A família afirma que pretende colaborar com as investigações e busca esclarecimentos sobre o atendimento prestado à empresária antes da morte.
Nota do médico Lessandro Martins
O médico lamenta profundamente o falecimento da Sra. Andreia Vieira Gaspar e se solidariza com a dor de seus familiares. Em respeito ao sigilo médico — que persiste mesmo após o óbito, por imposição do Código de Ética Médica —, não serão concedidas entrevistas nem realizados comentários sobre dados clínicos, exames ou detalhes do atendimento.
Todos os esclarecimentos serão prestados, com total colaboração, aos órgãos competentes, únicos foros adequados para a apuração dos fatos. O médico confia que a apuração demonstrará a correção da assistência prestada.
Nota do Hospital Ankar
A advogada responsável pela defesa do Hospital Ankar, Cristiene Pereira Couto, informa que a unidade lamenta profundamente o falecimento da paciente Andréia Vieira Gaspar e manifesta solidariedade aos seus familiares.
A defesa esclarece que a paciente recebeu atendimento de emergência imediato, com assistência da equipe médica e de enfermagem e adoção das medidas necessárias diante do quadro apresentado.

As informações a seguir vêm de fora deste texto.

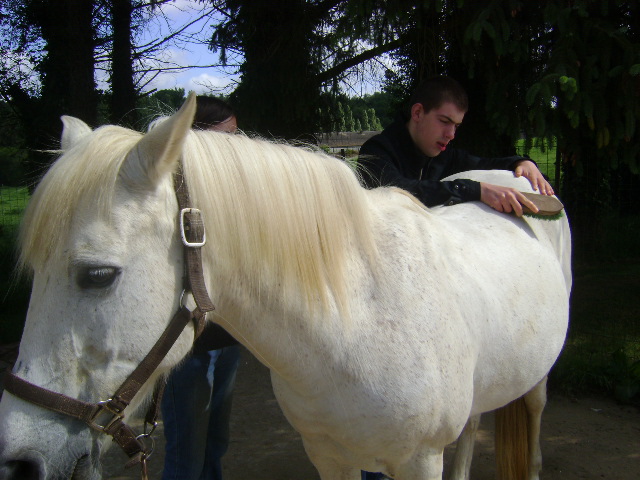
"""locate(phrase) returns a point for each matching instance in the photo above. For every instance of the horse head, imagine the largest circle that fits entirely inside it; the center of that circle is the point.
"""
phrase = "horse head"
(100, 237)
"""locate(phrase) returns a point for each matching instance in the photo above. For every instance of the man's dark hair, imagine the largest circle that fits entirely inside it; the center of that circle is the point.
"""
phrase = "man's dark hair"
(435, 91)
(211, 111)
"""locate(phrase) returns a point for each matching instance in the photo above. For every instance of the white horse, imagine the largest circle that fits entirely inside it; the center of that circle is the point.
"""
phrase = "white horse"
(386, 325)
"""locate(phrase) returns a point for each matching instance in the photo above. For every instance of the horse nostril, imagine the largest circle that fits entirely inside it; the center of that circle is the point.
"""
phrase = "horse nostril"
(20, 470)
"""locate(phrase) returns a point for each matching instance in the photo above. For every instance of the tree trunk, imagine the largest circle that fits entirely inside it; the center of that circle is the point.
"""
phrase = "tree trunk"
(123, 92)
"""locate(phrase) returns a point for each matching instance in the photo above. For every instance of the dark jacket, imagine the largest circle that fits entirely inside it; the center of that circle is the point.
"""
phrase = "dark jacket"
(391, 158)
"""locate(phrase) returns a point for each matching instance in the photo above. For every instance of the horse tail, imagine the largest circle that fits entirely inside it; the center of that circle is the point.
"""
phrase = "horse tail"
(512, 441)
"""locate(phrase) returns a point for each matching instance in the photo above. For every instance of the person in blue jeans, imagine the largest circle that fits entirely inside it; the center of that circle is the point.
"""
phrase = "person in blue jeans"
(196, 408)
(196, 405)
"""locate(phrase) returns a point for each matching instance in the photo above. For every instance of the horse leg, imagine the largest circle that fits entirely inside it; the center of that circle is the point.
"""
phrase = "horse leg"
(535, 402)
(425, 465)
(511, 439)
(330, 470)
(461, 467)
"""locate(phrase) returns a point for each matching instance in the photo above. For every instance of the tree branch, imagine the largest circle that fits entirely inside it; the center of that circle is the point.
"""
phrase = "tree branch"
(336, 70)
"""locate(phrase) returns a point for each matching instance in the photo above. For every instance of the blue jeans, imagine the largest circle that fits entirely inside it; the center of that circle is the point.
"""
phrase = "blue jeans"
(196, 408)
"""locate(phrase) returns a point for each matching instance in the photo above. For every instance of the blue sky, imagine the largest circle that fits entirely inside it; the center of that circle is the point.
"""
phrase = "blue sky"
(202, 80)
(218, 80)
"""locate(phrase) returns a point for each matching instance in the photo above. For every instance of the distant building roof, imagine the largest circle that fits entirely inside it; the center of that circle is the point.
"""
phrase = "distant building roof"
(344, 139)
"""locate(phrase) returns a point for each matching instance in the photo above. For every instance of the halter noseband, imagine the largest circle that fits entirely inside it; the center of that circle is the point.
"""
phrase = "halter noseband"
(108, 416)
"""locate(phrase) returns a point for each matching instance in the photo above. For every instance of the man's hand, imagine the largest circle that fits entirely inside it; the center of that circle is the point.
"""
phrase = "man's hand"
(505, 199)
(529, 170)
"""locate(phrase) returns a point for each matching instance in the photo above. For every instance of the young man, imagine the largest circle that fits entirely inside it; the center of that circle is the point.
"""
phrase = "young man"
(413, 153)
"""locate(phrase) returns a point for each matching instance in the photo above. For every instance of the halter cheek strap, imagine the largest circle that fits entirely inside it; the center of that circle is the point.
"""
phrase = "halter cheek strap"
(108, 416)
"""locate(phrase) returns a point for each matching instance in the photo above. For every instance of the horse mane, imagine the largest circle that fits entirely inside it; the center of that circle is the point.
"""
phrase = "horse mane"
(284, 215)
(86, 173)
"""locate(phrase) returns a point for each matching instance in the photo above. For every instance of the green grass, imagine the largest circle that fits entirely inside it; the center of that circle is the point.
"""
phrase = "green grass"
(13, 200)
(541, 153)
(602, 351)
(14, 292)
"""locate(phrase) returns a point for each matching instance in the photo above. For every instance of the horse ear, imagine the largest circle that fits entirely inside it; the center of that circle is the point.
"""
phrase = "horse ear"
(157, 153)
(73, 129)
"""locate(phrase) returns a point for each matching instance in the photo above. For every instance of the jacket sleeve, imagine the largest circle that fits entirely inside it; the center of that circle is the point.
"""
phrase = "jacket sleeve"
(378, 167)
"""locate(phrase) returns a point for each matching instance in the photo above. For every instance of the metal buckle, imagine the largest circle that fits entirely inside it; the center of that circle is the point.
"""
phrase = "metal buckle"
(183, 234)
(104, 409)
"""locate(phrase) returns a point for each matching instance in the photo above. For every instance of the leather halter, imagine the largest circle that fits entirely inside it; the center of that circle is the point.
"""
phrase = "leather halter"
(108, 416)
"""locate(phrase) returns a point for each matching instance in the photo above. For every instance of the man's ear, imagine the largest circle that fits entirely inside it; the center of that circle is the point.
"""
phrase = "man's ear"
(417, 110)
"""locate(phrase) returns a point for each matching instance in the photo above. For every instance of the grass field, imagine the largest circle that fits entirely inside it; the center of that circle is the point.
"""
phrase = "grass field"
(14, 291)
(544, 157)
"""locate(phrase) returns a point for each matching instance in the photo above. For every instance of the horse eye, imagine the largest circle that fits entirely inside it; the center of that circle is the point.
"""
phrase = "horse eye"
(97, 277)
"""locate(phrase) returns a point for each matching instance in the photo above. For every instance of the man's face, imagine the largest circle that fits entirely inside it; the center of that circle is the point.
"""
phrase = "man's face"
(432, 131)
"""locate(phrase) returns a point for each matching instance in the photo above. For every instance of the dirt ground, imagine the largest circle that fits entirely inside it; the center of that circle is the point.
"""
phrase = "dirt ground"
(586, 438)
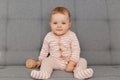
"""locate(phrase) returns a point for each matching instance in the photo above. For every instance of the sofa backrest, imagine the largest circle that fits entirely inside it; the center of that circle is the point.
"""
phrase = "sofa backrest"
(24, 23)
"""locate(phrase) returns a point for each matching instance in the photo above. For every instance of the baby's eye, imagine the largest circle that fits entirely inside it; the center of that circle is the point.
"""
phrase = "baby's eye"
(63, 23)
(55, 23)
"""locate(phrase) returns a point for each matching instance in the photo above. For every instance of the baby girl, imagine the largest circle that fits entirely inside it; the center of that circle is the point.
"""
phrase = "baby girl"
(64, 49)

É importante destacar que a avaliação e os exames pré-operatórios foram realizados externamente, antes da admissão da paciente no Hospital Ankar para a realização do procedimento cirúrgico.
A partir da intercorrência, a paciente foi prontamente assistida pelos profissionais presentes, com utilização da estrutura hospitalar necessária e realização das medidas de emergência indicadas.
Todos os registros referentes ao atendimento estão devidamente documentados em prontuário, que poderá ser disponibilizado às autoridades competentes sempre que necessário.
O Hospital Ankar permanece à disposição para prestar todos os esclarecimentos pertinentes e colaborar integralmente com a apuração dos fatos, com transparência, responsabilidade e respeito à paciente, à família e aos profissionais envolvidos.